O presidente iraniano afirmou este sábado que as sanções e o bloqueio naval de Ormuz pelos Estados Unidos provocaram quebras de quase 35 por cento nas importações e exportações. Já o líder supremo do país alertou que o Governo deve "abordar seriamente os vários desafios económicos e de subsistência" no país.

Andreia Martins - RTP / Adicionar como fonte informativa
Imagem de um mercado em Teerão a 23 de agosto de 2026. Foto: Majid Asgaripour/WANA via Reuters

Ao fim de seis meses de guerra, as crescentes dificuldades económicas provocadas pelo conflito mas também pelas sanções aplicadas pelos Estados Unidos são incontornáveis para os líderes políticos em Teerão.

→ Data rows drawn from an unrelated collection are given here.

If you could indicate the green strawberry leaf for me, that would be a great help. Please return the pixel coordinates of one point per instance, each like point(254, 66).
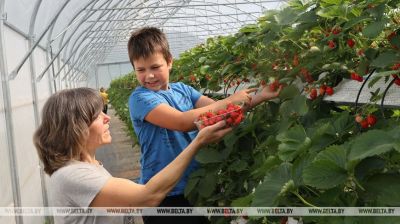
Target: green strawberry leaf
point(293, 142)
point(286, 17)
point(324, 174)
point(385, 59)
point(270, 191)
point(295, 107)
point(243, 201)
point(207, 185)
point(374, 142)
point(209, 156)
point(384, 188)
point(374, 29)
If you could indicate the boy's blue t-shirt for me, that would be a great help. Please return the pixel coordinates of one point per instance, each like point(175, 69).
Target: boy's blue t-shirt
point(159, 146)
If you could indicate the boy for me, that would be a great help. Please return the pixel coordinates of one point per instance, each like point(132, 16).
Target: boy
point(163, 113)
point(104, 95)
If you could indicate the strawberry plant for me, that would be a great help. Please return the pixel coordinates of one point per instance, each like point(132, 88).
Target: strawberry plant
point(232, 114)
point(302, 150)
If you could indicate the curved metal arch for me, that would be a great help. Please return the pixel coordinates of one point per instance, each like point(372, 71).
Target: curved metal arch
point(14, 73)
point(72, 48)
point(81, 62)
point(62, 47)
point(72, 54)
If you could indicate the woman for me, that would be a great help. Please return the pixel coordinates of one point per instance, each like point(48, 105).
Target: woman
point(73, 127)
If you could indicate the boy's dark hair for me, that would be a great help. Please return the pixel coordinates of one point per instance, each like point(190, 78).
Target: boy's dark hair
point(147, 41)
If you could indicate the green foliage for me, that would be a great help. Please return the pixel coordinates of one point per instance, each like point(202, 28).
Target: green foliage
point(119, 92)
point(300, 150)
point(296, 151)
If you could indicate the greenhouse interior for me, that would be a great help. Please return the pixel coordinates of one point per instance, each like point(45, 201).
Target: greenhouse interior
point(321, 129)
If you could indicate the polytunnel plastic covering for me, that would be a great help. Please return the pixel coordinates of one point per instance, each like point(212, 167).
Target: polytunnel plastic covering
point(86, 33)
point(48, 45)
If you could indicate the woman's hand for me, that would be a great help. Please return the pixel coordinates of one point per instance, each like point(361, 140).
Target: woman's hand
point(242, 96)
point(213, 133)
point(268, 94)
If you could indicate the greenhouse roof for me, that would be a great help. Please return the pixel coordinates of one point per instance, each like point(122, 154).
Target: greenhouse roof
point(83, 33)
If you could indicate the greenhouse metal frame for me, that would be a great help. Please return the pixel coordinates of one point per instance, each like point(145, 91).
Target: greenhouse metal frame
point(46, 46)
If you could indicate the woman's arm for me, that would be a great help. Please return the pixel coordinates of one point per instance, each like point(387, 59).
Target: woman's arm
point(120, 192)
point(168, 117)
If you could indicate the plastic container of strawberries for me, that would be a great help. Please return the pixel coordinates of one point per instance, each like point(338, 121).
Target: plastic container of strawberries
point(232, 114)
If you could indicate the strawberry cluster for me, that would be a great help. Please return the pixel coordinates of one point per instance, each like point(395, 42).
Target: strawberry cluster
point(323, 89)
point(366, 122)
point(233, 115)
point(396, 77)
point(356, 77)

Numa declaração à televisão estatal iraniana, o presidente Masoud Pezeshkian admitiu este sábado que as importações e as exportações caíram praticamente 35 por cento devido às sanções e ao bloqueio dos portos navais iranianos. 
A imposição de novas sanções vem agravar o impacto da guerra na economia iraniana. No mês passado, a inflação anual atingiu os 66 por cento.

Ainda assim, indicou que foi possível vender cerca de 90 milhões de barris de petróleo enquanto vigorou o Memorando de Entendimento, assinado entre Washington e Teerão no mês de junho.

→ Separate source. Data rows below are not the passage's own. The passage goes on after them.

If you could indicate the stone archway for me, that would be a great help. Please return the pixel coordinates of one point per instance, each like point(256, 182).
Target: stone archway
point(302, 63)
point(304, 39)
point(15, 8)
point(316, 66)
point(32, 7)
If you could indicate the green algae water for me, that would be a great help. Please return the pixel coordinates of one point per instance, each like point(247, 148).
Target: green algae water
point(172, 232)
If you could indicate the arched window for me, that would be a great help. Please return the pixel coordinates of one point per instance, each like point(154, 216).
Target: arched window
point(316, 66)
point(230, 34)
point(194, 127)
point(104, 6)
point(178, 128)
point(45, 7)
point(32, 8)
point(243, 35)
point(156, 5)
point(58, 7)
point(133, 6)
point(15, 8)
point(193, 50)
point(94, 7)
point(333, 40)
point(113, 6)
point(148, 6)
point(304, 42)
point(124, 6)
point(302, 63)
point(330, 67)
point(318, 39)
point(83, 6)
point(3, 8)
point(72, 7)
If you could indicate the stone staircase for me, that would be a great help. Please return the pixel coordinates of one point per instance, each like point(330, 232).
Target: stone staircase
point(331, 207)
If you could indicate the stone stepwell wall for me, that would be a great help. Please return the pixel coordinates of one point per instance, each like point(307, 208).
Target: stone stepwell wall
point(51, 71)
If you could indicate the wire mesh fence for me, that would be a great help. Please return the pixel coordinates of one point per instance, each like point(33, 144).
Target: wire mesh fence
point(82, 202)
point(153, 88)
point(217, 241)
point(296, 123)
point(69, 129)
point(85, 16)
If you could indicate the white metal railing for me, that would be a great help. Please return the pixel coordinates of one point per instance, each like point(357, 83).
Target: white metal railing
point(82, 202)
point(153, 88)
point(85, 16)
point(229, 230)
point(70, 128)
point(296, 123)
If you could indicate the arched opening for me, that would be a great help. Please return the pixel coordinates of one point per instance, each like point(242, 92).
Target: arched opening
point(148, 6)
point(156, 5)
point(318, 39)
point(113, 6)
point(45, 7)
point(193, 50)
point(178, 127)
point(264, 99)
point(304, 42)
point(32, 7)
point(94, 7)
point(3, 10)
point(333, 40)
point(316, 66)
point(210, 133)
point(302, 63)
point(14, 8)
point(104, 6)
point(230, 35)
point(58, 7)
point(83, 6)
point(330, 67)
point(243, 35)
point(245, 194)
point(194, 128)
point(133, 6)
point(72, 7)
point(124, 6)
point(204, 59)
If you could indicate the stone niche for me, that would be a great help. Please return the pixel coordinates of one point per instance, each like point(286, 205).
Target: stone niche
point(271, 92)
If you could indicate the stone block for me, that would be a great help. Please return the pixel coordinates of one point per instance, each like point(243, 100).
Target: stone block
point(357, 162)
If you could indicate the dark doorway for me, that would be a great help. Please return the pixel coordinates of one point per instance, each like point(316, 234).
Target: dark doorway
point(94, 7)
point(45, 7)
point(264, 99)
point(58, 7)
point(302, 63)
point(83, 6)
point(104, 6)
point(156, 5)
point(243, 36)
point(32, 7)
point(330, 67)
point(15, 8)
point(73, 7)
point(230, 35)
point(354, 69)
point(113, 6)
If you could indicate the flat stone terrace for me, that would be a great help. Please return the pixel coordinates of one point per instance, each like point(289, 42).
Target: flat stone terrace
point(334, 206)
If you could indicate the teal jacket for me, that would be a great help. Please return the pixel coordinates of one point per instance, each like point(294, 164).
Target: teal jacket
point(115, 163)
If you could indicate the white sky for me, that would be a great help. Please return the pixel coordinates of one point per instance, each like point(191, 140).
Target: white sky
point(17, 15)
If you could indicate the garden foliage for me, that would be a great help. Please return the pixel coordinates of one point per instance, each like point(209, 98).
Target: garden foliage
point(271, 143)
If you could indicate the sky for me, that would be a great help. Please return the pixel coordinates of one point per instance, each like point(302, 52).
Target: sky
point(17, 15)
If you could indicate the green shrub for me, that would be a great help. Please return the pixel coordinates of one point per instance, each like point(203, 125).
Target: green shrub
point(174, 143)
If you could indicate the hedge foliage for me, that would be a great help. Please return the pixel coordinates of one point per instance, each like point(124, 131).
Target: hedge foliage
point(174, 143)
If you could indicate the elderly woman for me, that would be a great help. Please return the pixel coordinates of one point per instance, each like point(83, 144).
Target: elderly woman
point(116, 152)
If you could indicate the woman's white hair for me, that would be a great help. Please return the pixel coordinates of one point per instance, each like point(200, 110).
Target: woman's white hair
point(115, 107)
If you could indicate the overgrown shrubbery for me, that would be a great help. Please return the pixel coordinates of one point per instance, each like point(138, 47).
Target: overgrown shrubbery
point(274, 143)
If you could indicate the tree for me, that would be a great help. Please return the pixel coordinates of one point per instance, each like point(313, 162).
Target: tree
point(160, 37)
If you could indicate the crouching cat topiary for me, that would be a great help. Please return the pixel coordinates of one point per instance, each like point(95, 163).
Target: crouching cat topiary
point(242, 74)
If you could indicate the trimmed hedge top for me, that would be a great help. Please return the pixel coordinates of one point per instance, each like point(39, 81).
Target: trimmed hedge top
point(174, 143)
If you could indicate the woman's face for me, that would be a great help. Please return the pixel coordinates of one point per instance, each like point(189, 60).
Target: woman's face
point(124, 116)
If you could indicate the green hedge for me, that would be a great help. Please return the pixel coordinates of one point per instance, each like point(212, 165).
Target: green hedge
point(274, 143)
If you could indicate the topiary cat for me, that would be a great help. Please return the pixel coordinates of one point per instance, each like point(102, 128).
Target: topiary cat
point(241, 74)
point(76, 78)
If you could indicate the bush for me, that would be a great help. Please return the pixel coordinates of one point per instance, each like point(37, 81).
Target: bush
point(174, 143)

O acordo, assinado a 17 de junho, determinou o cessar-fogo imediato e a abertura de negociações durante 60 dias para um acordo definitivo de paz, um prazo que entretanto expirou. 

As hostilidades entre os dois países foram retomadas em agosto, com Washington a focar-se nas últimas semanas em subir a pressão sobre Teerão com uma campanha de novas sanções económicas. 

O secretário norte-americano do Tesouro anunciou o “dia D económico” com a aplicação de novas sanções não só ao Irão, mas também aos países que não colaborem com as mesmas. 

Em resposta, o secretário do Conselho Supremo de Segurança Nacional iraniano alertou que todos os que participem nas restrições económicas impostas pelos Estados Unidos serão considerados “inimigos”.

É neste contexto de crescente asfixia económica que o ayatollah Mojtaba Khamenei instou o Governo iraniano a responder às dificuldades que o país enfrenta. 

“É necessário abordar seriamente a cadeia de desafios económicos e de subsistência, como a inflação, o desemprego, o controlo dos preços e o mercado de bens e serviços”, indicou o Líder Supremo numa declaração escrita.

Mojtaba Khamenei não é visto em público desde que assumiu funções, logo após o início da guerra. O ataque de 28 de fevereiro encetado pelos Estados Unidos e Israel resultou na morte do pai e até então Líder Supremo, o ayatollah Ali Khamenei, bem como de vários membros da sua família. 

Num comunicado divulgado este sábado, o Governo iraniano indicou que a diplomacia e a defesa são duas frentes "complementares, coordenadas e inseparáveis” para a proteção dos interesses nacionais e da integridade territorial, pelo que ambas devem ser seguidas de forma "equilibrada".